SHORT-TERM REPOSITIONING FOR EMPTY VEHICLES ON RIDE-SOURCING PLATFORMS
By
Prof Hai Wang
Heinz College of Information Systems and Public Policy, Carnegie Mellon University
School of Information Systems, Singapore Management University
Abstract
Due to stochastic demand, supply, and their imbalance on shared transportation ride-sourcing platforms, the repositioning guidance for empty vehicles (with idle drivers) is critical to improve passenger service level, driver income, and platform revenues. In this work, we study the short-term empty vehicles repositioning guidance using a two-stage model. First, we propose a general idealized repositioning strategy with closed-form solutions assuming that all travel times between regions are equal with a time unit; second, considering the city topology and spatial characteristics, we study the specific repositioning optimization with practical general travel times among regions and provide theoretical performance bounds. Using real data from a ride-sourcing platform, we evaluate the method numerically and discuss some managerial intuitions.
Biography
Dr. Wang is currently a Visiting Assistant Professor at the Heinz College of Information Systems and Public Policy at Carnegie Mellon University.

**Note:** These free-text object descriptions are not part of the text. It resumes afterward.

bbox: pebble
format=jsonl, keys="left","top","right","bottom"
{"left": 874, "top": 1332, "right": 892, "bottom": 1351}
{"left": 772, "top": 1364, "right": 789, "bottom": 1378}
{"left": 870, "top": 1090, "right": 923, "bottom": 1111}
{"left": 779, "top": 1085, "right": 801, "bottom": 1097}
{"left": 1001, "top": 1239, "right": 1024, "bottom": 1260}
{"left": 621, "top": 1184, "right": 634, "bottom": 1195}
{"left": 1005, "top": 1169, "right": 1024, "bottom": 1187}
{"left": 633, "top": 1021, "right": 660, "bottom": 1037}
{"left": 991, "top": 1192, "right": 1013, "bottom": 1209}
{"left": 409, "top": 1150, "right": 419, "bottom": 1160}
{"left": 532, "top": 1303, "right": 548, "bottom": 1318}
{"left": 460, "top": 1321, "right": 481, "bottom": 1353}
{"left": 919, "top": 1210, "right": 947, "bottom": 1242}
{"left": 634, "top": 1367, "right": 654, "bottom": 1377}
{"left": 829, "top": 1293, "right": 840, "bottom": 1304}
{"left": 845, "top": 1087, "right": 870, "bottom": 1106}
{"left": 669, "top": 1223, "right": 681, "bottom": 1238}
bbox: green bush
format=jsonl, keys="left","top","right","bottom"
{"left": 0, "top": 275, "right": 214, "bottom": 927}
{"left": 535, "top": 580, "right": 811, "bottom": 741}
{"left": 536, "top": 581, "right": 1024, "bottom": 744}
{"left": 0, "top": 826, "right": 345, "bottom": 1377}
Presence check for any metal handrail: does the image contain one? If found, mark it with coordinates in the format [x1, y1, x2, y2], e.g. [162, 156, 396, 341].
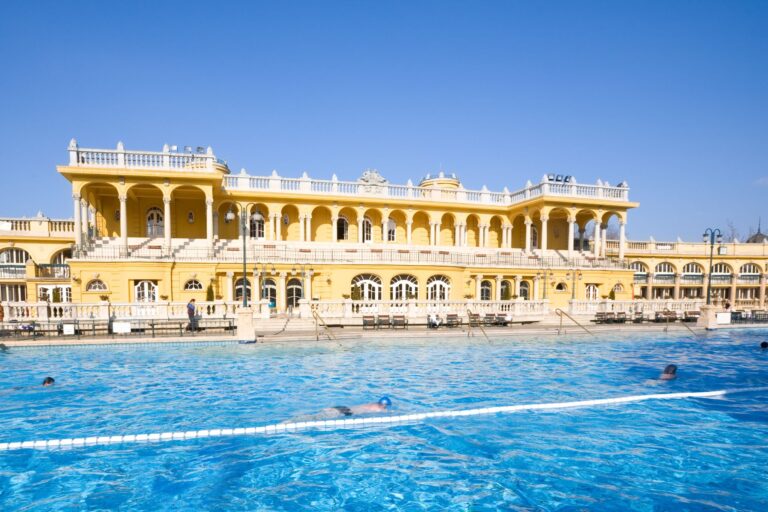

He received a Bachelor’s degree from Tsinghua University, dual Master’s degrees in operations research and transportation from MIT, and a doctoral degree in operations research from MIT. Dr. Wang is also an Assistant Professor in the School of Information Systems at Singapore Management University. His research has focused on methodologies of operations research, analytics and optimization, data-driven modeling and machine learning algorithms, and their applications in Smart Cities and urban systems, including innovative transportation, advanced logistics, and intelligent healthcare systems. He has published in leading journals such as Transportation Science, American Economic Review Papers & Proceedings, Transportation Research Part B: Methodological, and Manufacturing & Service Operations Management. Dr. Wang serves as the guest-editor for the Special Issue on Innovative Shared Transportation in Transportation Research Part B, as a reviewer for over 25 different academic journals, and has been named a Chan Wui & Yunyin Rising Star Fellow in Transportation. He was nominated for the Goodwin Medal, MIT’s top teaching award for graduate students and has been awarded the Excellent Teaching Award for junior faculty at Singapore Management University. During his Ph.D. studies at MIT, he also served as the co-President of the MIT Chinese Students & Scholars Association and as Chair of the MIT-China Innovation and Entrepreneurship Forum.